Connecticut bison farm becoming a tourist destination

As bison continues making a comeback across the U.S., a booming bison business at Creamery Brook Bison's farm in Brooklyn, Connecticut, is seeing an increase in visitors.

When the number of visitors increased, Debbie Tanner, who owns the farm with her husband, said she realized that her husband’s childhood dream of owning bison was also an “agri-tourism” opportunity, an article on the American Farm Bureau Federation said.

In 1990, the Tanner family began with five bison. Today they have a full fledged herd of nearly 100, combined with cows, a few bulls for reproduction and many young bulls and heifers, the article said. The farm also is home to a peacock, emu, pony and dairy cows.

Early in their career as bison producers, the Tanners received many inquiries about purchasing bison meat. This resulted in the couple selling products from bison raised by other producers, the article said.

But now the herd’s growth has given them the opportunity to offer their own bison meat, from tenderloin to sausage. The farm sells bison products at its store, and the family also sells their products at select festivals and fairs, the article said.

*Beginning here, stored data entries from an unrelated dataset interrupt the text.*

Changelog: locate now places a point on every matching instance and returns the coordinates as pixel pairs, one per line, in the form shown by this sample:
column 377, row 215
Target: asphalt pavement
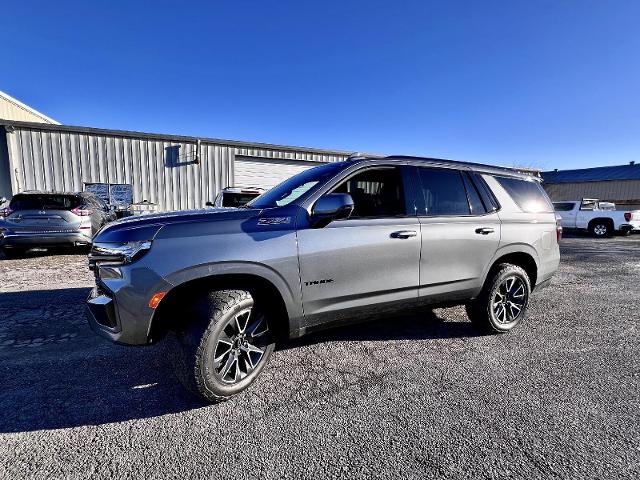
column 420, row 396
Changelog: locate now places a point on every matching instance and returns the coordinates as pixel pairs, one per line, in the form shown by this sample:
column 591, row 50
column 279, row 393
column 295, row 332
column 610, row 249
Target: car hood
column 145, row 227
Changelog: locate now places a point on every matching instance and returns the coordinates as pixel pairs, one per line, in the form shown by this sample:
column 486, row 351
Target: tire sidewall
column 606, row 233
column 500, row 277
column 205, row 369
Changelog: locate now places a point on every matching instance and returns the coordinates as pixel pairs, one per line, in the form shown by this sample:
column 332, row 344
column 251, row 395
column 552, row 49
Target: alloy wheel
column 509, row 300
column 241, row 346
column 600, row 230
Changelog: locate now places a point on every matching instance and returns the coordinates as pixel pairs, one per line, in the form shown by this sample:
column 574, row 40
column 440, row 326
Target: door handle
column 404, row 234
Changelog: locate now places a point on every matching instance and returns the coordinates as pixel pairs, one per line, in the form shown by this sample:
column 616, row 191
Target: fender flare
column 508, row 249
column 290, row 297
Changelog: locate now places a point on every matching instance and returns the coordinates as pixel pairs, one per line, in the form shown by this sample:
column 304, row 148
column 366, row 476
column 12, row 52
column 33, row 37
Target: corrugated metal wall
column 163, row 172
column 617, row 191
column 170, row 171
column 10, row 109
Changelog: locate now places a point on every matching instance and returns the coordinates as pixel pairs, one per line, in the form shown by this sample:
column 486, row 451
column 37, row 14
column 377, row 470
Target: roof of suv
column 478, row 167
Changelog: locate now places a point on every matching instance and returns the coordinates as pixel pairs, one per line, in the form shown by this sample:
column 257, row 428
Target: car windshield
column 44, row 202
column 295, row 187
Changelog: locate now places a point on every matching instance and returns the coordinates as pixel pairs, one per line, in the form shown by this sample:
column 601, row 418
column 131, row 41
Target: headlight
column 117, row 253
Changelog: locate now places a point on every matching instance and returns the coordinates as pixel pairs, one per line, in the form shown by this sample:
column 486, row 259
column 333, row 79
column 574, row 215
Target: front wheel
column 226, row 347
column 503, row 302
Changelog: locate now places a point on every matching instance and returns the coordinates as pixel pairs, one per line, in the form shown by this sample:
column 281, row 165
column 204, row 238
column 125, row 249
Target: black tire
column 491, row 315
column 601, row 228
column 206, row 337
column 13, row 253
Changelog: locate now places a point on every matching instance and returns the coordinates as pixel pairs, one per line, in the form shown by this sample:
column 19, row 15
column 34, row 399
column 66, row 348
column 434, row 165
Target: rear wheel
column 226, row 347
column 13, row 252
column 600, row 228
column 503, row 302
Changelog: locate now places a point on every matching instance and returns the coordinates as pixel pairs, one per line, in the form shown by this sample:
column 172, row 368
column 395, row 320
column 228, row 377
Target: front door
column 367, row 263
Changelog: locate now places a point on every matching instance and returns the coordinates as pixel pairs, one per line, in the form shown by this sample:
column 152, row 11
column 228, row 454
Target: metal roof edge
column 159, row 136
column 29, row 109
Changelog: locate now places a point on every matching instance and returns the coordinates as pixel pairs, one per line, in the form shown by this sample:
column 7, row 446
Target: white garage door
column 265, row 172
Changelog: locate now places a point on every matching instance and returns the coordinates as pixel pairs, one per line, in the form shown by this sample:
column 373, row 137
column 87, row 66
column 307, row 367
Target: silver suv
column 336, row 243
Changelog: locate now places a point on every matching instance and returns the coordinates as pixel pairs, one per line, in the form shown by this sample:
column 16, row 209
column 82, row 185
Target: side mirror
column 332, row 206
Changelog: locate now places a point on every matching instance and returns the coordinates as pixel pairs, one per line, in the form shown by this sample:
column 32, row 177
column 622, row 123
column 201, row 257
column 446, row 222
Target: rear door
column 460, row 233
column 44, row 213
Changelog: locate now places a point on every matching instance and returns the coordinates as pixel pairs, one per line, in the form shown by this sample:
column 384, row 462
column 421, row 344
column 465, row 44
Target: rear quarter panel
column 532, row 233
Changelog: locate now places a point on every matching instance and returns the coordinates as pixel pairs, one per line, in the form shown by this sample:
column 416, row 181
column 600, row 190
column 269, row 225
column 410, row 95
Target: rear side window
column 444, row 192
column 528, row 194
column 44, row 202
column 563, row 207
column 475, row 202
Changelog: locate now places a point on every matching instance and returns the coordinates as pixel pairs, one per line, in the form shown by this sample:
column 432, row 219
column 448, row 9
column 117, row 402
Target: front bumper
column 118, row 307
column 629, row 227
column 43, row 239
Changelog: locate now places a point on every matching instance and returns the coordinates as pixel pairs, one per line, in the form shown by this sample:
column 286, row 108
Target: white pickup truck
column 587, row 214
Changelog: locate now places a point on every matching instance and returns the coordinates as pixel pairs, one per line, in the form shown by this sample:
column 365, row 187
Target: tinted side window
column 528, row 194
column 375, row 193
column 563, row 207
column 489, row 199
column 444, row 192
column 475, row 202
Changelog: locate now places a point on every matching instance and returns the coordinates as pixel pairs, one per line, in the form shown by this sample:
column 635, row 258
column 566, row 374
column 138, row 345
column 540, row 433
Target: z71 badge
column 318, row 282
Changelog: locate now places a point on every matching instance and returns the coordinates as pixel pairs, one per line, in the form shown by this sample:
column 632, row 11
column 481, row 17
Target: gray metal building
column 173, row 172
column 619, row 184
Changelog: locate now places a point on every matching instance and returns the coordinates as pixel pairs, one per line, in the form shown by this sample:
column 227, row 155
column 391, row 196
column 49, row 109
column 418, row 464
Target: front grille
column 96, row 259
column 37, row 230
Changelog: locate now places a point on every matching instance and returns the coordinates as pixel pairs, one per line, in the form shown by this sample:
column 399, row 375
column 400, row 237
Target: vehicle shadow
column 56, row 373
column 419, row 325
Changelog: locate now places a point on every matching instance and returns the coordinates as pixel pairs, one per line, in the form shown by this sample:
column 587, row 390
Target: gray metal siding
column 5, row 171
column 619, row 191
column 162, row 172
column 267, row 172
column 168, row 170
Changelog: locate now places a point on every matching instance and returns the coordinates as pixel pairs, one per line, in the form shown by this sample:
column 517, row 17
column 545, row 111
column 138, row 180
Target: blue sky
column 549, row 84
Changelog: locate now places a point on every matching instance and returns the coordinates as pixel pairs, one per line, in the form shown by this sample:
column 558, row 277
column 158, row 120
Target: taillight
column 82, row 211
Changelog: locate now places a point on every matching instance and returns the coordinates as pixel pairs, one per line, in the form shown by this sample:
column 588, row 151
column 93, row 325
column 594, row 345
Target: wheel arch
column 273, row 293
column 524, row 256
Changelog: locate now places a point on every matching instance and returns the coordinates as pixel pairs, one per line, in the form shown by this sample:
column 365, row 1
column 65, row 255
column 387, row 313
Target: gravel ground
column 415, row 397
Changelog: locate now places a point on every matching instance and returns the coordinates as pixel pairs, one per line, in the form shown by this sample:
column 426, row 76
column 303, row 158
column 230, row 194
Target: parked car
column 339, row 242
column 588, row 215
column 231, row 197
column 40, row 219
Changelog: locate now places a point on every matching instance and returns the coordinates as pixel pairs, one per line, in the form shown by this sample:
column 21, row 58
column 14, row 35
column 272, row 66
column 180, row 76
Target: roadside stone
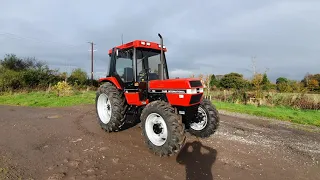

Guests to the farm can take wagon tours and explore the bison field and handling facilities. Last October, the farm held what it called a Walktober Event and guests were treated to bison, wild rice and barley soup. And on certain weekends, visitors are offered a bison burger lunch, the article said.

In addition to being on the American Farm Bureau Women’s Leadership Committee, Tanner is the Connecticut Farm Bureau Women’s Leadership Committee chair.